A 38-year-old widower has won a landmark legal case that grants him the right to have a child with a surrogate using the last remaining fetus created with his late wife.
Ted Jennings and his wife, Fern Marie Choa, spent years trying to conceive and sought fertility treatment, but Choa died suddenly while carrying twins in 2019. Fertility regulator, Human Fertilization and Embryology Authority (HFEA), denied Jennings’ request to be able to use the last fetus Frozen to start a family because Chua did not provide written consent to surrogacy after her death.
But on Wednesday, the High Court’s Family Circuit ruled that Jennings could use the fetus, in what could be the UK’s first posthumous surrogacy case. The court found that the couple had not been given sufficient opportunity to consent to this scenario, in a ruling that would pressure the HFEA to review the consent procedure.
In her ruling, Ms Justice Theiss, Family Division, said: “I am satisfied that, in the circumstances of this case, the Court could conclude from all the evidence available that Ms Chua would have agreed that Mr Jennings was able to use the fetus created by the partner for treatment with A surrogate in the event of her death. This is taken into account in the context in which, in my opinion, she has not been given relevant information and/or sufficient opportunity to discuss it with the clinic.”

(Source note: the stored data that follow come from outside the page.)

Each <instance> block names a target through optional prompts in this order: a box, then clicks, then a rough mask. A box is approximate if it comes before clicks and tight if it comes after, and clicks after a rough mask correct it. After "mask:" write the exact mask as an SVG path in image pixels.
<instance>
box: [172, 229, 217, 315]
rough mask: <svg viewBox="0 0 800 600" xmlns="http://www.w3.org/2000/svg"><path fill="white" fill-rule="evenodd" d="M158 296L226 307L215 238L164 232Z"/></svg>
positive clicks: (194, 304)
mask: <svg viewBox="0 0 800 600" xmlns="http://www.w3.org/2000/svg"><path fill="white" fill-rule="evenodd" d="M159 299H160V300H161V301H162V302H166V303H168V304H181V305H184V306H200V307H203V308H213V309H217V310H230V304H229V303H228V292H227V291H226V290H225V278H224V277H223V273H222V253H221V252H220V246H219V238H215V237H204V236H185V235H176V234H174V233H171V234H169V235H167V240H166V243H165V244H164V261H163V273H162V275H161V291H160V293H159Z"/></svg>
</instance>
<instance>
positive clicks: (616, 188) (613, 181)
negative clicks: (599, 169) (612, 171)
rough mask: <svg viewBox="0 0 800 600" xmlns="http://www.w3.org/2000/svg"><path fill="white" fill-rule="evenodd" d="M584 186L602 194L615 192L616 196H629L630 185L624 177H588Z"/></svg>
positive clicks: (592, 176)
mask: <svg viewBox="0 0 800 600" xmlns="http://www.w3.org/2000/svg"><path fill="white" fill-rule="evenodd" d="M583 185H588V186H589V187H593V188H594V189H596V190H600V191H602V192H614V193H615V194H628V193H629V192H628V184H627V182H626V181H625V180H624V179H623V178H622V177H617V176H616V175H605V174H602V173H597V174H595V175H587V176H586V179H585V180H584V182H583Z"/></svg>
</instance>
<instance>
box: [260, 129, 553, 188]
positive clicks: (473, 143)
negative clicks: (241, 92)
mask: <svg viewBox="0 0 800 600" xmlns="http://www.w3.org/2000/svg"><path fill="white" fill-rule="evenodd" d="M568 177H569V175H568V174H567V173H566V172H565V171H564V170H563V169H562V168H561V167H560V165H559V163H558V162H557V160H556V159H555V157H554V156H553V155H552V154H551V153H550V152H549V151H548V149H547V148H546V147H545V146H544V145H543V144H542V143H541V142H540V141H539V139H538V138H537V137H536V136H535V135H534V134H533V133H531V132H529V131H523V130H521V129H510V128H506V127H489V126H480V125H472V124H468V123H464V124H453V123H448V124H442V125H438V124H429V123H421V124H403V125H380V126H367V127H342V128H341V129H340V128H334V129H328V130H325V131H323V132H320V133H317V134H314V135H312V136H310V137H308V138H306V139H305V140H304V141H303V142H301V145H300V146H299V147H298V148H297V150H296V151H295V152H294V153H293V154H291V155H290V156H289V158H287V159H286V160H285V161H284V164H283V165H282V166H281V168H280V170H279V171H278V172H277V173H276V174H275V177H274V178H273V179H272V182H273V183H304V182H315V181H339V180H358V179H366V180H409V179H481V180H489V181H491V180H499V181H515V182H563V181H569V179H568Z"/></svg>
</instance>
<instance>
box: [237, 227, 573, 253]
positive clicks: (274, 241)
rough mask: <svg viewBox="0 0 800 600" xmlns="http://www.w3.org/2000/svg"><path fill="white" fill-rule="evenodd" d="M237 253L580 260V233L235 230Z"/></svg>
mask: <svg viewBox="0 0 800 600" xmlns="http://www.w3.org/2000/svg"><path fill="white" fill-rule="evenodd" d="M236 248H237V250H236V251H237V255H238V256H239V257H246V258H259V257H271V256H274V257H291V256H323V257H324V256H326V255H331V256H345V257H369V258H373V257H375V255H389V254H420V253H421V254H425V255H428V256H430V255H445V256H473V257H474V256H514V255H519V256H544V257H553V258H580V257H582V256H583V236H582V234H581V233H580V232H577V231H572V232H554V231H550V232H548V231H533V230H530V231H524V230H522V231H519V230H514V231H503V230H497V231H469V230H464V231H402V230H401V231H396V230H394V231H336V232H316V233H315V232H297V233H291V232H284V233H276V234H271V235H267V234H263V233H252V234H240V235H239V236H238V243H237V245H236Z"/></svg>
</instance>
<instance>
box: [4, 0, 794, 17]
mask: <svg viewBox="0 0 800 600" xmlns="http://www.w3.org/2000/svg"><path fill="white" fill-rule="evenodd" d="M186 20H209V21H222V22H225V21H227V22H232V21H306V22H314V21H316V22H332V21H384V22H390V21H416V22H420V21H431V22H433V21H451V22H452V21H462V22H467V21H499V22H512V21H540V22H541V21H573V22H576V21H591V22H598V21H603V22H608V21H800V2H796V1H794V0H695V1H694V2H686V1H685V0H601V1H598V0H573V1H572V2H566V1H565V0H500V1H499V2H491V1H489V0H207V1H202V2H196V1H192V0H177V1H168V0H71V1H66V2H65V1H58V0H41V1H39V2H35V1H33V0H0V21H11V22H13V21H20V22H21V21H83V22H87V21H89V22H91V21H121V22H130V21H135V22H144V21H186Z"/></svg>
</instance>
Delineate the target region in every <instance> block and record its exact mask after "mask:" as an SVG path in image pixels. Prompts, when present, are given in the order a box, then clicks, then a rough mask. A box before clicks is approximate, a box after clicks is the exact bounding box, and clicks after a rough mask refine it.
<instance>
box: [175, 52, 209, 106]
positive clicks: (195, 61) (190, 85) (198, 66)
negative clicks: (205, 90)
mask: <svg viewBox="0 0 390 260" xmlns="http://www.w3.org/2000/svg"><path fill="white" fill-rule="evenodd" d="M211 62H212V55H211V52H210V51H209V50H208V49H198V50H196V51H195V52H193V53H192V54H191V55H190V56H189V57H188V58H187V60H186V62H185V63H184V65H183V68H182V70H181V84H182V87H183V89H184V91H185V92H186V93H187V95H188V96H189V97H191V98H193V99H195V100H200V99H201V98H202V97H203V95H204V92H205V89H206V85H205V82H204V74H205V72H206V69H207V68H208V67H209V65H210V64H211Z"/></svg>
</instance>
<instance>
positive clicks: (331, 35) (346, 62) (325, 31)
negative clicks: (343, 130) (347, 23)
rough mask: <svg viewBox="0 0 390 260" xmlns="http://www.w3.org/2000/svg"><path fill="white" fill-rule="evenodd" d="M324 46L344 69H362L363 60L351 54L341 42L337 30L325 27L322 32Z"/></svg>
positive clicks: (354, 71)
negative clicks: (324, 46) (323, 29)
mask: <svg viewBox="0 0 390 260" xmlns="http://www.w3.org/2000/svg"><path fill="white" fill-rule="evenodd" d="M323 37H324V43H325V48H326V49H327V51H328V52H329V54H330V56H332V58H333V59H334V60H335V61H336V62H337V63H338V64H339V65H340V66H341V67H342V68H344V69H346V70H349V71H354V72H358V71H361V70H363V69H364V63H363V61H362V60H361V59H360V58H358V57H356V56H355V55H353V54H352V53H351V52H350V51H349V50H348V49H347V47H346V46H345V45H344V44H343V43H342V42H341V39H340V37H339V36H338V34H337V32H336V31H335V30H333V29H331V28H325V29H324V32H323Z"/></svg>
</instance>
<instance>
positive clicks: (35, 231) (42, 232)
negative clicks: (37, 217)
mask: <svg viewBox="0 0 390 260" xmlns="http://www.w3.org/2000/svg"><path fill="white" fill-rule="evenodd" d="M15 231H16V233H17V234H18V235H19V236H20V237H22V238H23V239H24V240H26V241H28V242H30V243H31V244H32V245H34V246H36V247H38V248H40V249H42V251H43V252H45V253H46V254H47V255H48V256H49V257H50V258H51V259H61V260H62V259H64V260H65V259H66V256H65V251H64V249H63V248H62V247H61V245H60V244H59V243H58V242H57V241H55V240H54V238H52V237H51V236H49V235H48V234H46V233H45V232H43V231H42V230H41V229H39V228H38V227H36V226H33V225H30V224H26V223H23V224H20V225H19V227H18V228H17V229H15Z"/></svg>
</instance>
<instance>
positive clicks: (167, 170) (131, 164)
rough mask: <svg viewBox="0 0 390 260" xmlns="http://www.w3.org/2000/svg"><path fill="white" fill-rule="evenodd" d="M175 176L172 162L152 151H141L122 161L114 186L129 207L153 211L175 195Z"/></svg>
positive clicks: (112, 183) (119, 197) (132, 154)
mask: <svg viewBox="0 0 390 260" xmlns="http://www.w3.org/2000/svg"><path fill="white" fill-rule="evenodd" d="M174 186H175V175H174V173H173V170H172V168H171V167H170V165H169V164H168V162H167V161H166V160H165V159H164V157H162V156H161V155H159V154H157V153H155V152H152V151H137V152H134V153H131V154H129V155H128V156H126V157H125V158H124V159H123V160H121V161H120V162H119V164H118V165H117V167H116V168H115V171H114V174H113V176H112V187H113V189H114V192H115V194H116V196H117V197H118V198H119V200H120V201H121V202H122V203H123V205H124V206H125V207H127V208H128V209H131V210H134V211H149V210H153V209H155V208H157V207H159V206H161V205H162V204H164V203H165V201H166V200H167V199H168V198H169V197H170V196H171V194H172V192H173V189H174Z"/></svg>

The couple, both from Trinidad, met in London and married in 2009. After five years of fertility treatment and two miscarriages after an ectopic pregnancy, they got pregnant in 2018 and were expecting twins. But after 18 weeks into her pregnancy, Choa experienced serious pregnancy complications and died at the age of 40.
The couple agreed to use the embryos in the event of Jennings’ death, the heart of the court in evidence last month, but Choa was not asked the corresponding question. Instead, her application form stated that she must request more information from the clinic “if you wish to have your eggs or embryos used for someone else’s treatment if she dies.” The court ruled that it was “far from clear” how this relates to posthumous surrogacy, and suggested that the HFEA “may wish to consider whether the form should be revised in order to provide the required clarity and avoid this situation from happening again”.
James Lawford Davis, Jennings’ attorney and partner at Hill Dickinson, said: “I am delighted that the court found in Ted’s favor and that he can now proceed with surrogacy treatment. It was clear that this was what Verne wanted and this very comprehensive ruling allows her wishes to be respected.”
In a statement, the HFEA said: “This is a tragic case and the HFEA continues to sympathize with Mr Jennings. The Act of Parliament governing fertility and embryology in the UK is clear that signed written consent is always required in such cases. The danger today is that this decision will undermine this position, and reduce of the protection it affords to a person’s express wishes about the use of his embryos after his death. We will consider the judgment carefully before deciding on his appeal.”